Grade: B

Drop is the second movie within two months to feature Meghann Fahy as the mother of a precocious, wise-beyond-his-years son. In February, her onscreen child was the title character in The Unbreakable Boy. I wasn’t a fan of the film, but really liked her. She’s equally effective and memorable in Drop, as Violet, a single mother – a widow, actually. Don’t trust the first few flashbacks you see that show the abusive husband’s last scene; they don’t tell the whole story.
She is getting back into the dating game for the first time since her son’s father’s traumatizing death, by meeting up with Henry, a professional photographer she has been chatting with on a dating app. Violet’s sister arrives to babysit the boy, and off she goes to see Henry, at a fine dining restaurant on a high floor of a skyscraper downtown.
While at dinner, Violet begins receiving anonymous drops on her phone, from the same username. He or she tells Violet things like “I can see everything.” “I want you to take your date’s SD card out of his camera and smash it.” “I want you to kill your date.” “Don’t call for help. Don’t tell anybody. If I see you breaking any of my rules, your sister and son will die.” I’m paraphrasing, but that is the gist. Real-time security camera footage at Violet’s house confirms that there is at least one masked man there – lurking, packing, and ready to pounce. This isn’t a bluff.

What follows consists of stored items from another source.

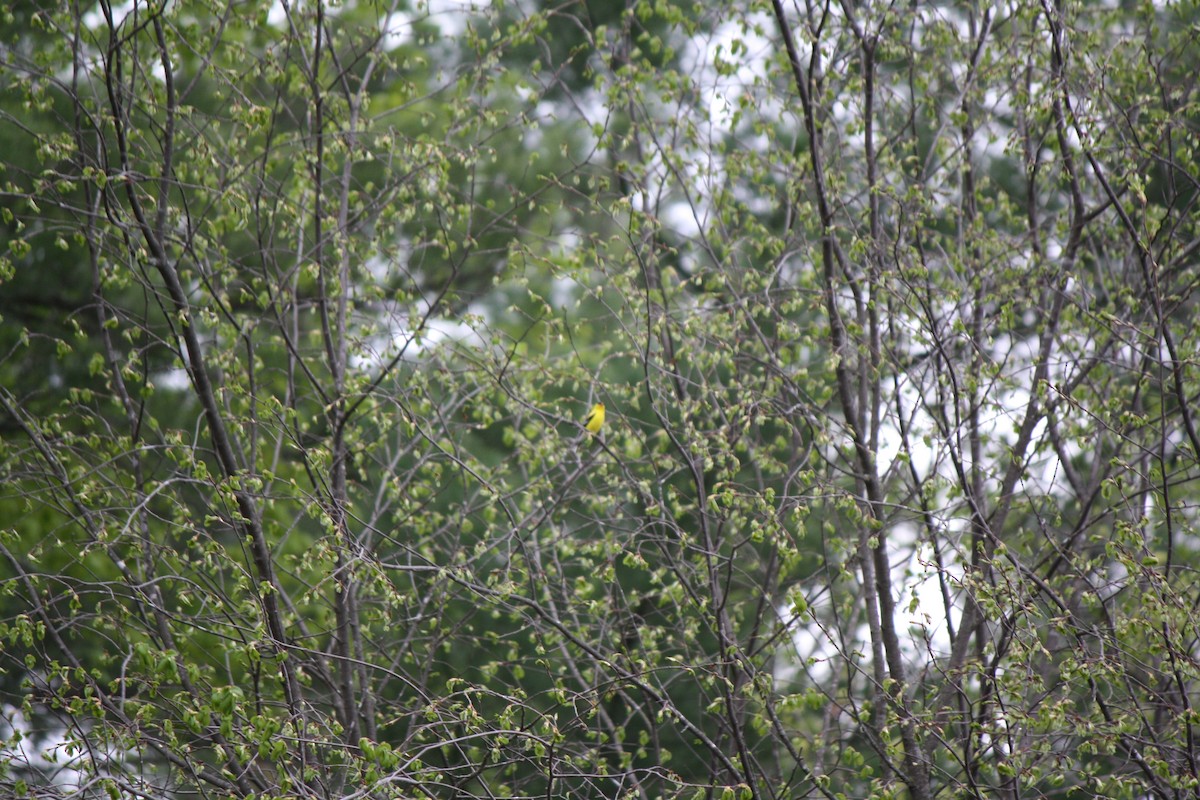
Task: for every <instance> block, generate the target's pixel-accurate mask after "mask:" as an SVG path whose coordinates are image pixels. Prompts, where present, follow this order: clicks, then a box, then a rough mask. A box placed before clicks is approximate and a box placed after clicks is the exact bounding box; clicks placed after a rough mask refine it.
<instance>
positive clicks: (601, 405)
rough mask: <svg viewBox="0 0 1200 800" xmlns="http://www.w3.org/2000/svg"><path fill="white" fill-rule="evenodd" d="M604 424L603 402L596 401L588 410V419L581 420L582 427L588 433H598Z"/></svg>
mask: <svg viewBox="0 0 1200 800" xmlns="http://www.w3.org/2000/svg"><path fill="white" fill-rule="evenodd" d="M602 426H604V403H596V404H595V405H593V407H592V410H590V411H588V419H586V420H583V429H584V431H587V432H588V433H600V428H601V427H602Z"/></svg>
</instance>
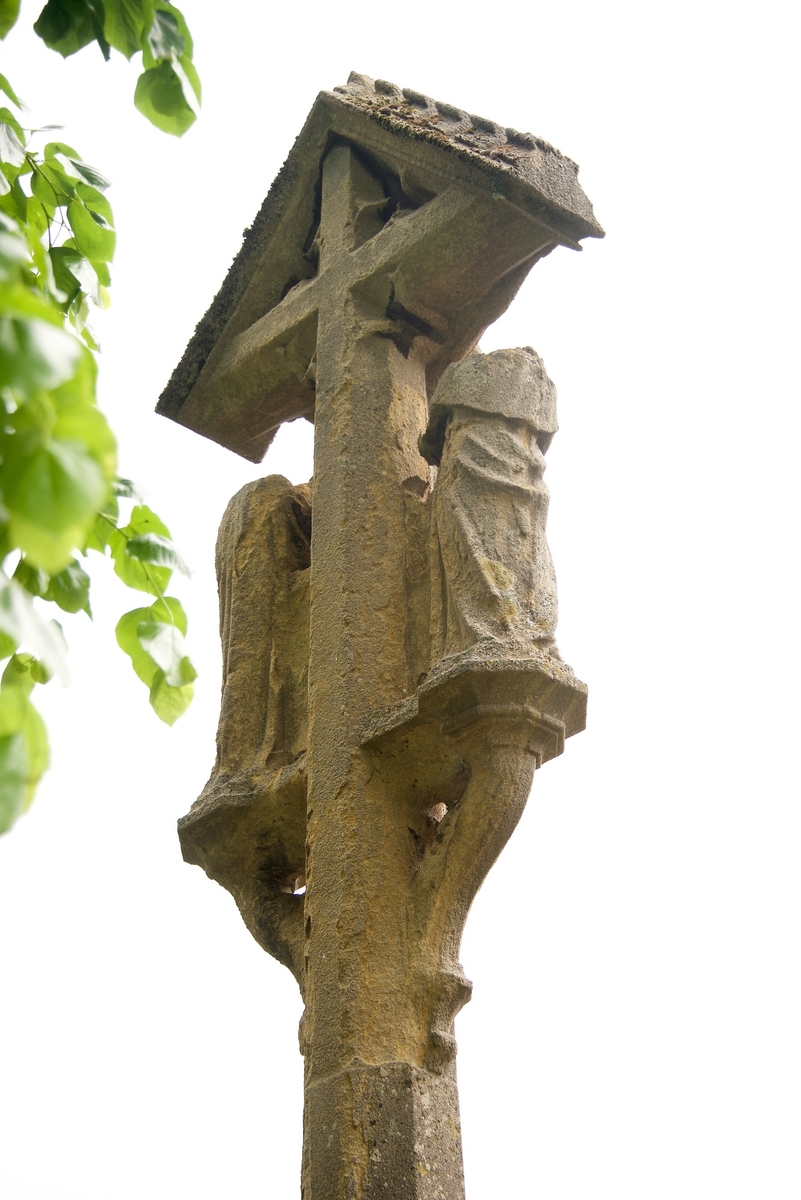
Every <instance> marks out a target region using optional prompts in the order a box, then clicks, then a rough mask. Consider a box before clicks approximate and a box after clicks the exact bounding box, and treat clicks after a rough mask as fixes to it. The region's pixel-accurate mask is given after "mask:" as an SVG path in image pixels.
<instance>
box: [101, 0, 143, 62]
mask: <svg viewBox="0 0 801 1200" xmlns="http://www.w3.org/2000/svg"><path fill="white" fill-rule="evenodd" d="M103 31H104V34H106V37H107V40H108V42H109V44H110V46H113V47H114V49H115V50H119V52H120V54H125V56H126V59H131V56H132V55H133V54H135V53H137V50H140V49H141V38H143V36H144V13H143V6H141V0H115V2H112V4H108V2H107V5H106V20H104V23H103Z"/></svg>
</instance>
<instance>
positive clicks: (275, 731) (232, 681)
mask: <svg viewBox="0 0 801 1200" xmlns="http://www.w3.org/2000/svg"><path fill="white" fill-rule="evenodd" d="M311 545H312V488H311V486H309V485H308V484H303V485H301V486H300V487H293V485H291V484H290V482H289V480H288V479H284V478H283V476H282V475H270V476H269V478H267V479H260V480H257V481H255V482H252V484H247V485H246V486H245V487H243V488H242V490H241V491H240V492H237V493H236V496H235V497H234V498H233V500H231V502H230V504H229V505H228V508H227V510H225V515H224V516H223V520H222V523H221V526H219V534H218V538H217V587H218V590H219V638H221V642H222V648H223V686H222V701H221V713H219V727H218V731H217V761H216V763H215V772H213V775H212V780H213V782H215V785H218V782H219V780H222V779H224V780H225V786H227V787H230V786H231V785H233V784H235V781H239V784H241V785H247V781H248V780H249V779H253V778H258V775H259V774H260V773H264V770H265V768H267V767H270V768H276V767H285V766H287V764H288V763H291V762H295V761H296V760H297V758H300V756H301V754H303V752H305V751H306V743H307V731H308V718H307V691H308V683H307V677H308V566H309V563H311Z"/></svg>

I often say that honesty in movies is productive and satisfying. In Drop, Violet can’t tell anyone the truth, and it’s one of the few times lying in movies – when the audience knows the real deal the whole time – didn’t frustrate me. The messenger is in the restaurant. She looks around. As just about everyone is buried in their phones, it doesn’t narrow it down. It’s a clever piece of social commentary, and ain’t it the truth? I am writing this on such a device right now, and you are probably reading it on one.
Brandon Sklenar (a third of the love triangle in last year’s It Ends With Us) plays Henry as, by all appearances, a consummate perfect gentleman – ever the good sport as Violet keeps checking her phone and acting weirder and weirder throughout the night. Jeffery Self is appropriately annoying, but a scene-stealer as their flamboyant waiter, who is in for the most memorable first shift of his life. Director Christopher Landon (the Happy Death Day series) finds uniquely fun ways to show us the messages Violet receives. Rather than cut to her phone screen, the text could show up in the air next to her face, or it could materialize on the walls/windows, and so on.
The journey is definitely more pleasing than the destination. Drop’s ending veers into ridiculousness. The meat and potatoes of the movie maintained entertaining, taut, Hitchcockian tension – only to devolve a bit when we are provided the explanation for everything. It’s arcane and convoluted, followed by some action where characters take a licking and keep on ticking, followed by them making “too soon” jokes about what they had just been through. But it’s not too much of a deterrent. The landing is questionable, but the flight was quite enjoyable. As a compelling spring popcorn thriller, Drop succeeds.